España era uno de los países más bellos del mundo. Los escritores románticos franceses, como Teófilo Gautier, Dumas y Gustavo Doré, o el poeta lírico Lord Byron con todo su prurito de hombre libre, o los norteamericanos Washington Irving y Hemingway, y los alemanes Juan Nicolás Böhl de Faber y su hija Cecilia buscaban el sol meridional, los palacios árabes, el barroco andaluz y el vino del marco del jerez para gozar la vida y terminar sus escritos en una casa andaluza de la Alpujarra, de El Puerto o de Sanlúcar.
Hoy vienen también riadas de franceses, ingleses, alemanes y norteamericanos buscando casas baratas de la costa, pisos de estudiantes de cuarenta metros, habitaciones de hoteles con áticos cerca del cielo y casas adosadas con colores de embelesos, para conseguir títulos fáciles y volver a su país con fotos pasteleras de nuestra nueva cara. Aquella España que comenzaba en los Pirineos y terminaba en el Estrecho, se confunde hoy con la de cualquier pueblo de la costa marroquí, tunecina o portuguesa, urbanizadas por arquitectos neomodernistas e inmobiliarias españolas.

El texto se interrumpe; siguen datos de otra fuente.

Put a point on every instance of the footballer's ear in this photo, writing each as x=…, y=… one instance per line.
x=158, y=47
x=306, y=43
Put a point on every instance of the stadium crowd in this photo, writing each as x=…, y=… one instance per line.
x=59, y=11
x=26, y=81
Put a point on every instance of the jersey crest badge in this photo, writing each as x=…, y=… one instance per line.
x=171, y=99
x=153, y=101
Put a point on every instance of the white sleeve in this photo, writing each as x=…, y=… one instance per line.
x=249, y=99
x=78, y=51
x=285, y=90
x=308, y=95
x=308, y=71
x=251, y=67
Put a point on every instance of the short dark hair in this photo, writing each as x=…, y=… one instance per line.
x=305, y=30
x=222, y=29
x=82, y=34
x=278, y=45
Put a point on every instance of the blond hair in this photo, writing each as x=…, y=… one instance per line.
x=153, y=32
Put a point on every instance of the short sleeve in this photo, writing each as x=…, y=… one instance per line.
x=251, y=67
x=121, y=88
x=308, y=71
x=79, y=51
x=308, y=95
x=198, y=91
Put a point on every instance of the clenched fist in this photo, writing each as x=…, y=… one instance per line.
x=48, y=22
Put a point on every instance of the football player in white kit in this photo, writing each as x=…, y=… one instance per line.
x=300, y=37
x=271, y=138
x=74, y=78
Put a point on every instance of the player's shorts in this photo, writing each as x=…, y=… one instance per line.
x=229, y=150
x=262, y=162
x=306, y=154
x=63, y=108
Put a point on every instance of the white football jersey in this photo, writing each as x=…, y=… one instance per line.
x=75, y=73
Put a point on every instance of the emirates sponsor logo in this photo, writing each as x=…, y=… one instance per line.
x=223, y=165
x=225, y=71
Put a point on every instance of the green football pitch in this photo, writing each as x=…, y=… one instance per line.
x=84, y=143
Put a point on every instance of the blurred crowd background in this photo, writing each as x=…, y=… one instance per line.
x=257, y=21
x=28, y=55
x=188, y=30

Hemos dejado de ser originales para caer en la rutina mediocre y repetir los esquemas de los arquitectos soberbios y de los urbanistas especuladores. Nuestras costas han dejado de ser salvajes para convertirse en costas acotadas por espigones y muros de cemento, atosigadas de bloques monstruosos, oprimidas por grandes áreas comerciales y un inmenso parking. Las carreteras y autovías están llenas de puntos negros marcados con sangre. Los políticos decían que eso es lo que necesitamos, para atraer al turismo de masa.
Los cortijos andaluces se han abandonado y los pueblos blancos de la serranía gaditana se han enmascarado de colores chillones. ¿Qué ha pasado para que hayamos cambiado tanta belleza por tanta repulsa? Pero ya no se trata de belleza, es decir, de la perfección o armonía de las cosas que infunden deleite o admiración. Se trata de combinar los elementos y la propia vida con el sentido común y la utilidad. Nuestros pueblos no se encalaban por capricho, lo exigía el clima caluroso de Andalucía, para que los rayos de sol salieran despedidos como de un espejo. Y, además, la propiedad antiséptica de la cal evitaba las epidemias y contagios mortíferos.
Hablando en profano, hemos cambiado a Afrodita (Venus), diosa de la belleza y de la vida, por Carón (Caronte), viejo repulsivo, encargado de llevar a los vivos al Averno, lugar de muerte. Hablando en cristiano, donde hay vida y amor, ahí está Dios. Donde impera la muerte y el odio, se esconde la enemiga de Dios. Lo decía Pablo de Tarso.